Travel Tips: Tangier and Smith Islands, Chesapeake Bay

Historic—and Endangered—Communities of a Bygone America

In the middle of the lower Chesapeake Bay, almost facing each other across the Maryland-Virginia state line, sit two centuries-old, remote, and threatened communities.

Both Smith Island, Maryland, and Tangier Island, Virginia, were first mapped by Captain John Smith in 1608. Welsh and English settlers mainly took to Smith, while natives from England’s West Country favored Tangier. Residents of both islands retain unique “relic dialects,” passed down from their ancestors and preserved by isolation. Watermen here have lived off the bay’s oysters, crabs, and fish for almost 200 years. Their family names resound throughout the islands: Evans and Tyler on Smith; Parks, Pruitt, and Crockett on Tangier.

Life here is slower and quieter than on the mainland. Even with regular ferries, these are secluded places: few stores, almost no cars, and no bars (both Tangier and Smith are dry). The islanders constitute a tough and independent lot: Tangier folks refused to join the Confederacy over slavery, while Rhodes Point village, on Smith Island, was once known as “Rogues Point” for area pirates who operated from there.

Visitors can explore on foot, by bike (rentals are available on-island), and by boat. Both islands offer overnight accommodations in a few B&Bs—and take pride in distinct local fare. Smith Island Cake, a towering layered confection, is Maryland’s official dessert, while Tangier justly claims to be “the soft-shell crab capital” of the nation.

With their low-lying shores yielding to erosion and storm surges, these two marshy “islands out of time” may be running out of time. Yet islanders are fighting to hang on, holding fast as long as they can to their thin and vulnerable homes. —Stephen Blakely

Travel Tips

When to Go: Mid-May through September for soft-shell crab season and daily ferry service

How to Get Around: Take a ferry to get to either island, and charter a ride to travel between the two. In the off-season, October through April, ferries are available but less frequent.

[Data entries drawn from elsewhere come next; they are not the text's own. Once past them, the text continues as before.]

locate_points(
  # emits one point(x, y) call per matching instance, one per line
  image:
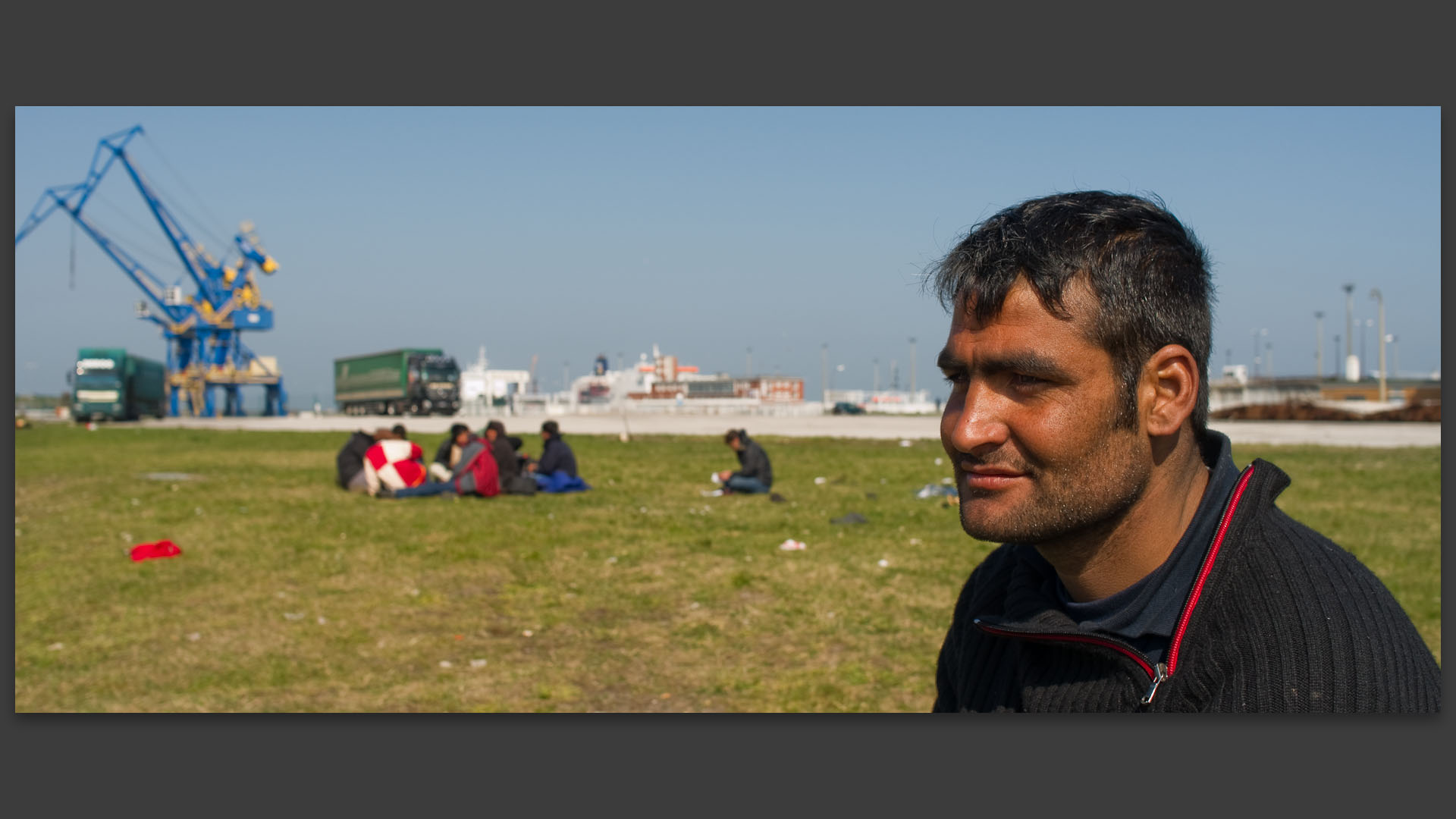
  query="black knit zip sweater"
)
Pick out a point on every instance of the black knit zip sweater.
point(1280, 620)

Smith ferries leave from Crisfield, Maryland, and go either to Ewell, one of two villages on the northern part of the island, or Tylerton, on the southern end. In Ewell, walk or rent a golf cart or bike. From here, it's about two miles to the neighboring village, Rhodes Point. Tylerton is separated from the rest of the island by Tyler Creek.

To reach Tangier, take a ferry from Crisfield, or from Onancock or Reedville, Virginia. The island is easy to navigate on foot, or you can rent a golf cart or bike at Four Brothers Crab House & Ice Cream Deck.

Where to Stay: The Smith Island Inn in Ewell is a comfy and quaint bed-and-breakfast with three guest rooms. Rates include use of bikes, canoes, and kayaks. On Tangier, the Bay View Inn has two guest rooms in the historic main house, built in 1904, plus two small cottages and seven motel rooms. Rates include daily made-to-order breakfasts and golf-cart transfers from and to the ferry.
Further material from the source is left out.